Configuration changes

421 views
Skip to first unread message

Ezra Hoch

unread,
Feb 26, 2014, 11:55:53 AM2/26/14
to raft...@googlegroups.com
There is something I don't understand about configuration changes.

Suppose the old set contains 9 nodes, and the new set contains 3 nodes (these sets are distinct).
At first, we try to commit old+new.
Let's assume it is committed (i.e., all 12 nodes are aware of that they are now operating with configurations old+new).

Now, suppose the leader is from the new group.
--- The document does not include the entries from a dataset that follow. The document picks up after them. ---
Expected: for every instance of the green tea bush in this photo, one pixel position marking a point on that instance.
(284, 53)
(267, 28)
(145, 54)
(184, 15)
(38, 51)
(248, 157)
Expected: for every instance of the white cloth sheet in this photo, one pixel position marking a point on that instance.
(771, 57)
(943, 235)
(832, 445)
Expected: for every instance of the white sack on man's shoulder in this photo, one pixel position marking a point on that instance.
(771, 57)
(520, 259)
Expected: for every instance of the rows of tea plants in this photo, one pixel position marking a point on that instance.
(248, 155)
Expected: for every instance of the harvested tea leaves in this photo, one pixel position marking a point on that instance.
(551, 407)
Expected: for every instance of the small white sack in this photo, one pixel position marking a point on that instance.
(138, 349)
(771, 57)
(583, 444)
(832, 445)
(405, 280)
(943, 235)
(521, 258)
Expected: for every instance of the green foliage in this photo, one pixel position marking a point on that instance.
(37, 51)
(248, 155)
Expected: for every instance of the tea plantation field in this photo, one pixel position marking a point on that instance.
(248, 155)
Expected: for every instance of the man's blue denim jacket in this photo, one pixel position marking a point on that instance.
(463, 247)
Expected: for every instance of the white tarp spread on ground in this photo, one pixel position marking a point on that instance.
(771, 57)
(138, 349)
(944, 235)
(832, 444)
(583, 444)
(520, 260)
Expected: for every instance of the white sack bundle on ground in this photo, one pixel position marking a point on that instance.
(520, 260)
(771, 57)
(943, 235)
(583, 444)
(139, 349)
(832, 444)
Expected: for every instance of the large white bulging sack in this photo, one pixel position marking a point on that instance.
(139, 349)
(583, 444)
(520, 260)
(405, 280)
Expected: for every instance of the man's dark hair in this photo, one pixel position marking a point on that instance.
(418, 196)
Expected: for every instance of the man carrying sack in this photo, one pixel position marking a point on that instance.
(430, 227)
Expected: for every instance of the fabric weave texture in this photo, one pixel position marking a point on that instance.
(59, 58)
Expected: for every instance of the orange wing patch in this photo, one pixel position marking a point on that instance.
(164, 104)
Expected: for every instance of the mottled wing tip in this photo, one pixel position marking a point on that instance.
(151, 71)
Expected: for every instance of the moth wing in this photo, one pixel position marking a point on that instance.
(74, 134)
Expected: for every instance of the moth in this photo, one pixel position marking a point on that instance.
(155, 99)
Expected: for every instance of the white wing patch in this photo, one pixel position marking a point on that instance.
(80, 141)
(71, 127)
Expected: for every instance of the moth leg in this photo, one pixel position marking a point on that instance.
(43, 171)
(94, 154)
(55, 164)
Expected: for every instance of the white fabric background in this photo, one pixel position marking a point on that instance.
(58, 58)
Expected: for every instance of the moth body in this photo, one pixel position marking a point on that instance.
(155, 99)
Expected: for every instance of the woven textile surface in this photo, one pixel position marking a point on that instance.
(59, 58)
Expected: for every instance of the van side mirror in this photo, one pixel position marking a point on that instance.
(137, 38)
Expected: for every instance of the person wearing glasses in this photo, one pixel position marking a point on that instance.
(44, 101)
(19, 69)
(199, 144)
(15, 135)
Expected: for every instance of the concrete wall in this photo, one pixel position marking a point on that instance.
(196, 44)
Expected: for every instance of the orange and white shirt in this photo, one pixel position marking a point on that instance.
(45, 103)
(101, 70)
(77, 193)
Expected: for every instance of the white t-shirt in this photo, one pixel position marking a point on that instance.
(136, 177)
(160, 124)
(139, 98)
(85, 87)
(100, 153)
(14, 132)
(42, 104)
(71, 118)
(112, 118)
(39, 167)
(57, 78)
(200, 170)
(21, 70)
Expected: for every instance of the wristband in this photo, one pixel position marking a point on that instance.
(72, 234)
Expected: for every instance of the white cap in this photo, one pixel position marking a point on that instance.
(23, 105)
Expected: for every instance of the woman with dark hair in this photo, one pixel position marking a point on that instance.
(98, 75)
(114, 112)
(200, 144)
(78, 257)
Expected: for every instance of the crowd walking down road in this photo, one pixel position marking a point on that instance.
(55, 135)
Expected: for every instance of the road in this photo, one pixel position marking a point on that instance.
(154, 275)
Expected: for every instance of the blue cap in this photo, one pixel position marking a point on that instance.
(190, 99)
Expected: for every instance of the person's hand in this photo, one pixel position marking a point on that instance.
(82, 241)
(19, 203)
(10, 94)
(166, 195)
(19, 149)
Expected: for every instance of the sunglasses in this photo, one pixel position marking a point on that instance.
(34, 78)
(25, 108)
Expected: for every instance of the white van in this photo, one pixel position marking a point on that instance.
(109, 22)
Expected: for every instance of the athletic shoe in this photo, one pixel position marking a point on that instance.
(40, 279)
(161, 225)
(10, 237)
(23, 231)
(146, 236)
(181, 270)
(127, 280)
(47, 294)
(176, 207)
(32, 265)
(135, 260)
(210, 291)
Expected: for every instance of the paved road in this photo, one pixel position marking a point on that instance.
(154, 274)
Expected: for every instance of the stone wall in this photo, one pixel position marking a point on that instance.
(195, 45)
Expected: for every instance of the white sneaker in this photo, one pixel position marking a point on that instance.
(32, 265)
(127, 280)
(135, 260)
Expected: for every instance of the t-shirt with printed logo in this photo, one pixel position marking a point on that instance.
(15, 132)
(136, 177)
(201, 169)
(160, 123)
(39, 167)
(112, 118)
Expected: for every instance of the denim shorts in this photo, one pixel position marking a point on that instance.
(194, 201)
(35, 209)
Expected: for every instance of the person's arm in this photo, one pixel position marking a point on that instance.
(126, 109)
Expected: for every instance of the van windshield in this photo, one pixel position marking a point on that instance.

We try to add an entry for the new configuration.
As soon as it is added to the server, the server operates according to the new configurations rules.
That is, the server sends the entry only to the 3 new nodes, and wait for 2 to reply. 
Suppose all 3 reply, and now the 3 new nodes are operating by themselves correctly.

Now, consider the 9 old nodes: they think that the configuration is old+new, and since there are 9 old nodes, it is possible (with network partitioning) that they will elect their own leader, and that leader will continue to add items to the log, as it has a majority of 7 (7 out of the 12 it thinks are in the cluster).

How is the configuration transition suppose to work?

Thanks,
Ezra

Diego Ongaro

unread,
Feb 28, 2014, 1:58:41 AM2/28/14
to Ezra Hoch, raft...@googlegroups.com
Hi Ezra,

Fortunately, the situation you describe is not possible. For a server
using the old+new configuration to be elected leader, it needs votes
from a majority of the old configuration (5 of the 9) *and* a majority
of the new configuration (2 of the 3). It's not 7 of 12, it's 5 of 9
*and* 2 of 3.

Once the Cnew entry is committed on a majority of the new
configuration, that majority will no longer vote for servers without
the Cnew entry; remember, a server cannot become leader without having
all committed entries in its log. So the 9 old servers can't elect
their own leader because they need votes from the new configuration,
and once the new configuration has moved on, they won't grant votes to
servers in the old configuration.

Best,
Diego
> --
> You received this message because you are subscribed to the Google Groups
> "raft-dev" group.
> To unsubscribe from this group and stop receiving emails from it, send an
> email to raft-dev+u...@googlegroups.com.
> For more options, visit https://groups.google.com/groups/opt_out.

Ezra Hoch

unread,
Feb 28, 2014, 2:13:24 AM2/28/14
to raft...@googlegroups.com, Ezra Hoch
Thanks Diego.

I now see where I miss read the paper. 
It states:
"Agreement (for elections and entry commitment) requires majorities from both the old and new configurations."

I read it as *majority* (single, not plural) from both the old and new configurations.
I would suggest to emphasise this point (i.e., *majorities*) as it is crucial for the correctness of the configuration transition.

Best,
Ezra

Ezra Hoch

unread,
Feb 28, 2014, 2:50:16 AM2/28/14
to raft...@googlegroups.com, Ezra Hoch
I have another question about reconfiguration:
Suppose we have old-config as 3 members, and new-config as different 3 members.
Server manages to commit old+new config change to the 6 nodes.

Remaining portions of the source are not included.